In smaller roles, Scottish tenor John Longmuir as Arbace managed to make an informative continuity of transfers from secco to stromentato recitative while Melbourne-born tenor Kanen Breen conveyed alarming urgency as the High Priest concerned with the state of the rattled Idomeneo’s kingdom, a contrast to Breen’s previous, somewhat comic roles – “Magic Flute” Monostatos or Rameau’s Platée.

“Listen for the chorus” we were advised before the performance and the Opera Australia Chorus sounded terrific, especially those warm, hushed male voices supporting Idomeneo’s plea to Neptune to abate his anger or the final full chorus, “Scenda Amor,” but a most striking effect was created by chorus movement, a courtly dance in Act two where a mere rising up of the whole ensemble on toes as part of a sequence of movements was extraordinarily and even inexplicably moving.
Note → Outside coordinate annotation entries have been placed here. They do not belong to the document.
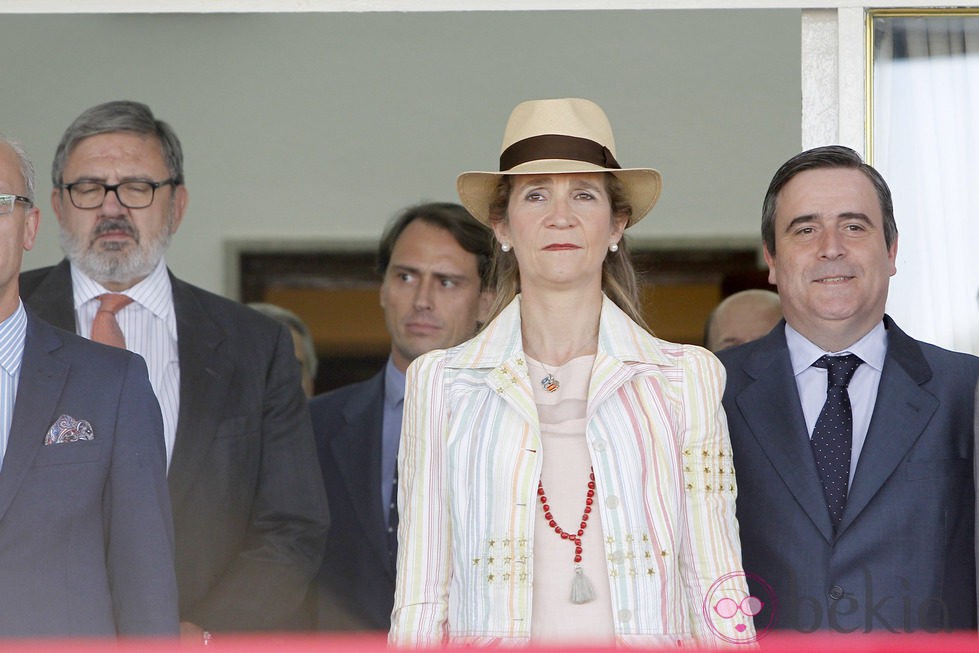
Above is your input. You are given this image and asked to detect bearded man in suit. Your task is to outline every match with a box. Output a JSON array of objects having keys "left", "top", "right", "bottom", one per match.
[
  {"left": 0, "top": 137, "right": 177, "bottom": 638},
  {"left": 718, "top": 146, "right": 979, "bottom": 632},
  {"left": 20, "top": 101, "right": 328, "bottom": 641}
]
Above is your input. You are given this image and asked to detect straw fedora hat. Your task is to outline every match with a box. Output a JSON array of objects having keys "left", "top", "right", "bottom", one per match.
[{"left": 456, "top": 98, "right": 662, "bottom": 227}]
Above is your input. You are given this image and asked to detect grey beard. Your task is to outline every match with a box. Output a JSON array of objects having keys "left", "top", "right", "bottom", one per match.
[{"left": 59, "top": 229, "right": 172, "bottom": 286}]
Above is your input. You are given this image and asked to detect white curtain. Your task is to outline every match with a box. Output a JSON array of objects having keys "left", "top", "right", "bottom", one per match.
[{"left": 873, "top": 15, "right": 979, "bottom": 354}]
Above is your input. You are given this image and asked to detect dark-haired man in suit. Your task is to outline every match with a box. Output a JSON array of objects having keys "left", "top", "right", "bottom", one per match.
[
  {"left": 21, "top": 101, "right": 328, "bottom": 642},
  {"left": 310, "top": 203, "right": 493, "bottom": 630},
  {"left": 0, "top": 137, "right": 177, "bottom": 638},
  {"left": 718, "top": 146, "right": 979, "bottom": 632}
]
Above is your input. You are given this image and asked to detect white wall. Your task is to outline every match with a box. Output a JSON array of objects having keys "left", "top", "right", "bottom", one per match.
[{"left": 0, "top": 9, "right": 801, "bottom": 292}]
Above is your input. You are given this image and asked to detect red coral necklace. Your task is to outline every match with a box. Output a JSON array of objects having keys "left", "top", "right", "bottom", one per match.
[{"left": 537, "top": 468, "right": 595, "bottom": 603}]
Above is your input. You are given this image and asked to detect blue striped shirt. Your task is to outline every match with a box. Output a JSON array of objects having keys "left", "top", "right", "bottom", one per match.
[
  {"left": 71, "top": 258, "right": 180, "bottom": 467},
  {"left": 0, "top": 300, "right": 27, "bottom": 468}
]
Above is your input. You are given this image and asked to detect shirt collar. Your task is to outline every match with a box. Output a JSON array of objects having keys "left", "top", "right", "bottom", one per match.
[
  {"left": 0, "top": 300, "right": 27, "bottom": 378},
  {"left": 785, "top": 321, "right": 887, "bottom": 375},
  {"left": 71, "top": 257, "right": 173, "bottom": 319},
  {"left": 384, "top": 357, "right": 405, "bottom": 407}
]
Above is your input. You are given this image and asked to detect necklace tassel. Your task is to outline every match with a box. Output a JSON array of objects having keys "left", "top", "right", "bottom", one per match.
[{"left": 571, "top": 565, "right": 595, "bottom": 605}]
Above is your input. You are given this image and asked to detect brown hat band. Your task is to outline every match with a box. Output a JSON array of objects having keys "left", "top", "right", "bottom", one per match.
[{"left": 500, "top": 134, "right": 622, "bottom": 172}]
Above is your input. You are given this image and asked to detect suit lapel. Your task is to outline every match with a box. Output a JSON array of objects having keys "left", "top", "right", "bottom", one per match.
[
  {"left": 0, "top": 314, "right": 68, "bottom": 520},
  {"left": 330, "top": 371, "right": 394, "bottom": 580},
  {"left": 24, "top": 259, "right": 78, "bottom": 333},
  {"left": 167, "top": 275, "right": 231, "bottom": 510},
  {"left": 839, "top": 317, "right": 939, "bottom": 533},
  {"left": 735, "top": 328, "right": 833, "bottom": 542}
]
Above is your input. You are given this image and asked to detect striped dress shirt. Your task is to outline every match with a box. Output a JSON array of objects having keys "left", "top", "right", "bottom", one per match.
[
  {"left": 389, "top": 297, "right": 754, "bottom": 646},
  {"left": 0, "top": 299, "right": 26, "bottom": 469},
  {"left": 71, "top": 258, "right": 180, "bottom": 467}
]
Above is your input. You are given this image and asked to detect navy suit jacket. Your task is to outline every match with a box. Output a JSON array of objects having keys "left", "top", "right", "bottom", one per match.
[
  {"left": 20, "top": 261, "right": 329, "bottom": 631},
  {"left": 309, "top": 370, "right": 395, "bottom": 630},
  {"left": 718, "top": 317, "right": 979, "bottom": 632},
  {"left": 0, "top": 312, "right": 178, "bottom": 637}
]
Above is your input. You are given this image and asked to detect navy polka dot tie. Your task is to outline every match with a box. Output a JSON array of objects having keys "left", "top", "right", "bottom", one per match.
[{"left": 812, "top": 354, "right": 863, "bottom": 529}]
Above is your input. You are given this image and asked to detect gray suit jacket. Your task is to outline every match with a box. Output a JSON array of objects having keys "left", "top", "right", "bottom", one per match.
[
  {"left": 310, "top": 370, "right": 395, "bottom": 630},
  {"left": 718, "top": 317, "right": 979, "bottom": 632},
  {"left": 0, "top": 312, "right": 177, "bottom": 637},
  {"left": 21, "top": 261, "right": 329, "bottom": 631}
]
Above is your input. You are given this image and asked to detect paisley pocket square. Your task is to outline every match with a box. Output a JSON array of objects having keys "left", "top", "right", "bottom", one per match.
[{"left": 44, "top": 415, "right": 95, "bottom": 445}]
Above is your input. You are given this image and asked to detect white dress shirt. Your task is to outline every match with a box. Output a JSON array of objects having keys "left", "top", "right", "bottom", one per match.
[
  {"left": 71, "top": 258, "right": 180, "bottom": 468},
  {"left": 0, "top": 299, "right": 27, "bottom": 467}
]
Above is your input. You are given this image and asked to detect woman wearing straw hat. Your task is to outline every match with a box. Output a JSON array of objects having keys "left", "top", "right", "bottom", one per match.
[{"left": 390, "top": 99, "right": 754, "bottom": 646}]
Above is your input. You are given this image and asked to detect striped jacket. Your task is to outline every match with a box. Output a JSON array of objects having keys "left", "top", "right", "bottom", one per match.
[{"left": 390, "top": 297, "right": 754, "bottom": 646}]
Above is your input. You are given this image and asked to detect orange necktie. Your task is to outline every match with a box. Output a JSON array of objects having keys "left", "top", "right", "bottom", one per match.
[{"left": 92, "top": 293, "right": 133, "bottom": 349}]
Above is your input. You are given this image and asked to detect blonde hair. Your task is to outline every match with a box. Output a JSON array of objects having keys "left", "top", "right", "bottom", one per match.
[{"left": 486, "top": 172, "right": 652, "bottom": 333}]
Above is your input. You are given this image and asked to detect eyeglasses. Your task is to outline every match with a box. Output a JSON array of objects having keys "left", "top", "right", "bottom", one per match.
[
  {"left": 0, "top": 195, "right": 34, "bottom": 215},
  {"left": 59, "top": 179, "right": 177, "bottom": 209},
  {"left": 714, "top": 596, "right": 765, "bottom": 619}
]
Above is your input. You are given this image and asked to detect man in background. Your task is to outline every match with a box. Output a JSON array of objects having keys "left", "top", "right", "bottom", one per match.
[
  {"left": 310, "top": 203, "right": 493, "bottom": 631},
  {"left": 21, "top": 101, "right": 328, "bottom": 641},
  {"left": 704, "top": 289, "right": 782, "bottom": 353},
  {"left": 719, "top": 146, "right": 979, "bottom": 632},
  {"left": 0, "top": 136, "right": 178, "bottom": 638}
]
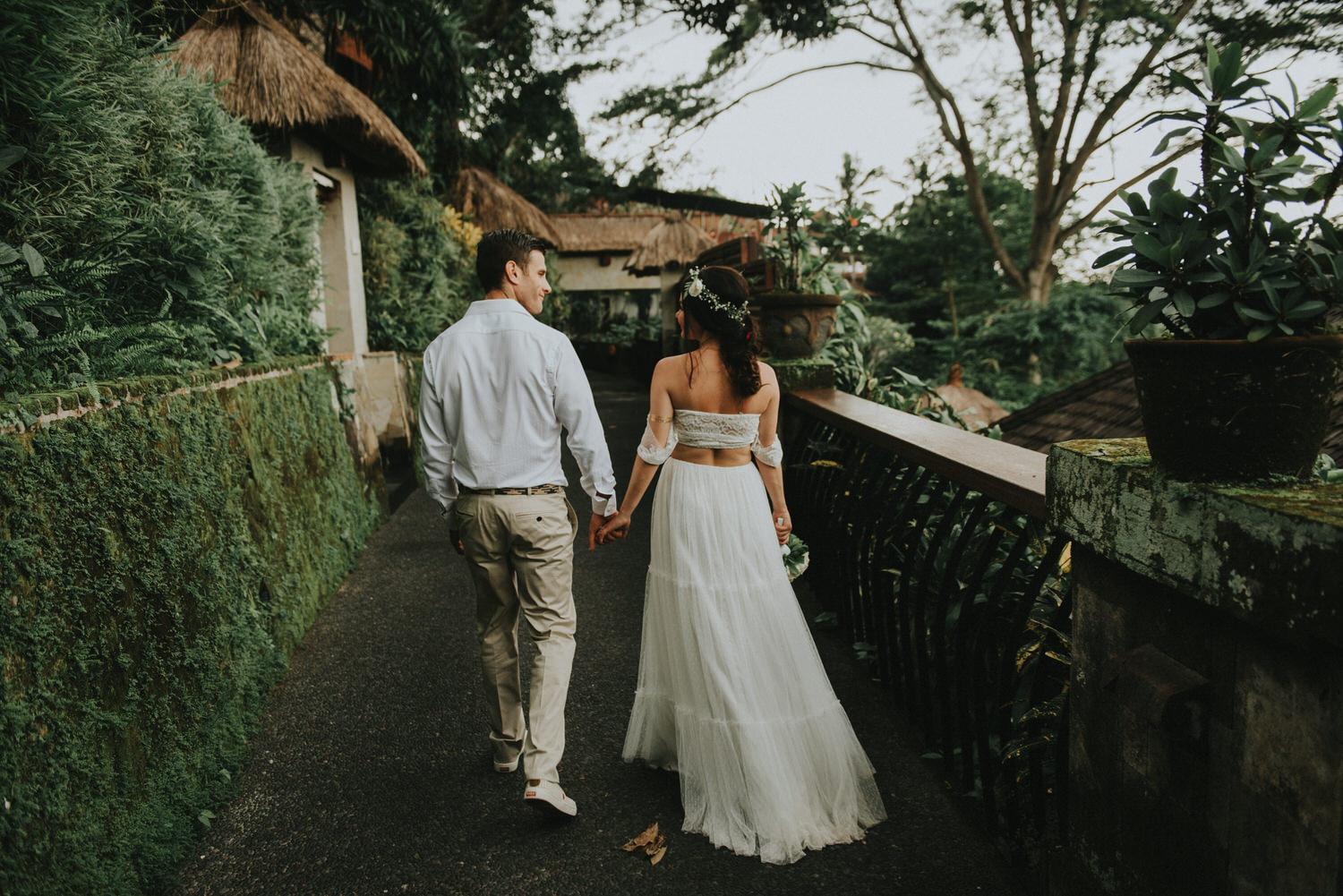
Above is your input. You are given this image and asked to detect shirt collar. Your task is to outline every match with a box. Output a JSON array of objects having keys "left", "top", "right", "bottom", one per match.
[{"left": 466, "top": 298, "right": 532, "bottom": 317}]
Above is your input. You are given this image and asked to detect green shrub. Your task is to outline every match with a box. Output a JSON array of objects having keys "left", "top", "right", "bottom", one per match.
[
  {"left": 0, "top": 362, "right": 381, "bottom": 896},
  {"left": 359, "top": 177, "right": 481, "bottom": 354},
  {"left": 0, "top": 0, "right": 322, "bottom": 397}
]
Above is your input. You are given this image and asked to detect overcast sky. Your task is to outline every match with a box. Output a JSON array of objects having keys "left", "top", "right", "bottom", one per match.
[{"left": 556, "top": 0, "right": 1339, "bottom": 229}]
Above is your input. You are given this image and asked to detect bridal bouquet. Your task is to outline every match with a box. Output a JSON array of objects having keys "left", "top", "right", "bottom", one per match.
[{"left": 779, "top": 533, "right": 811, "bottom": 582}]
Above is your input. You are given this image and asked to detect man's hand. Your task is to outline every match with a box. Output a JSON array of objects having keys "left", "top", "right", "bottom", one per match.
[
  {"left": 596, "top": 510, "right": 630, "bottom": 544},
  {"left": 588, "top": 513, "right": 610, "bottom": 550}
]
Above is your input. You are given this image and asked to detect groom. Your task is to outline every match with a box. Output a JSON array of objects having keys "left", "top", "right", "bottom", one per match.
[{"left": 419, "top": 230, "right": 617, "bottom": 815}]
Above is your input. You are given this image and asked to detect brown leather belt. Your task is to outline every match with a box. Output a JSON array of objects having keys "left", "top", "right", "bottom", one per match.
[{"left": 457, "top": 482, "right": 564, "bottom": 494}]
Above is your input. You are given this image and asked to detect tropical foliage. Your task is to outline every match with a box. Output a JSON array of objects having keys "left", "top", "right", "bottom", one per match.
[
  {"left": 1096, "top": 43, "right": 1343, "bottom": 340},
  {"left": 864, "top": 160, "right": 1031, "bottom": 337},
  {"left": 0, "top": 0, "right": 322, "bottom": 394},
  {"left": 359, "top": 177, "right": 481, "bottom": 354},
  {"left": 606, "top": 0, "right": 1343, "bottom": 303}
]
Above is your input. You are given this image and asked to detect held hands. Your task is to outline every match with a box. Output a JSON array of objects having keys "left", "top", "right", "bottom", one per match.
[
  {"left": 588, "top": 513, "right": 630, "bottom": 550},
  {"left": 588, "top": 510, "right": 630, "bottom": 550},
  {"left": 771, "top": 508, "right": 792, "bottom": 544}
]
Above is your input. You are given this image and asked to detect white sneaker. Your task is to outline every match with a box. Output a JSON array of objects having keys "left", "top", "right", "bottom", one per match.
[{"left": 523, "top": 781, "right": 579, "bottom": 818}]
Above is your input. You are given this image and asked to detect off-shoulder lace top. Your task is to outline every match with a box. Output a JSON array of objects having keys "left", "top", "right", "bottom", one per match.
[{"left": 639, "top": 408, "right": 783, "bottom": 466}]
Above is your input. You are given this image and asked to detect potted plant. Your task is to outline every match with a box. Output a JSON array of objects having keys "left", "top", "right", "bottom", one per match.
[
  {"left": 751, "top": 184, "right": 843, "bottom": 359},
  {"left": 1095, "top": 45, "right": 1343, "bottom": 481}
]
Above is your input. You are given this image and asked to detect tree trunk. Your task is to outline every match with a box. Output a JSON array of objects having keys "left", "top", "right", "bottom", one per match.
[
  {"left": 947, "top": 271, "right": 961, "bottom": 337},
  {"left": 1020, "top": 258, "right": 1058, "bottom": 305}
]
Also worth noting was the blocking of the ‘suffering’ quartet as the shifting of the four principals’ vocal lines saw visual representation in the singers’ stepping on and off a revolving stage in varying combinations.

Hume’s production made intelligent use of back-projected video, by David Bergman, Catherine Pettman and Rummin Productions, of Tasmania, the island state that could be thought to stand in a similar southerly relationship to Australia as Idomeneo’s Crete to Greece. Tasmania’s sea cliffs stood in for Crete’s and Ilia sang her “Zeffiretti lusinghieri” as if in a southwestern fern forest. There could almost have been more made of this unique, mythic landscape, but enough had already been achieved by this production to convince a modern audience that the 25 year-old Mozart’s “Idomeneo” was profound enough to stand with the masterly operas he composed later in the 1780s.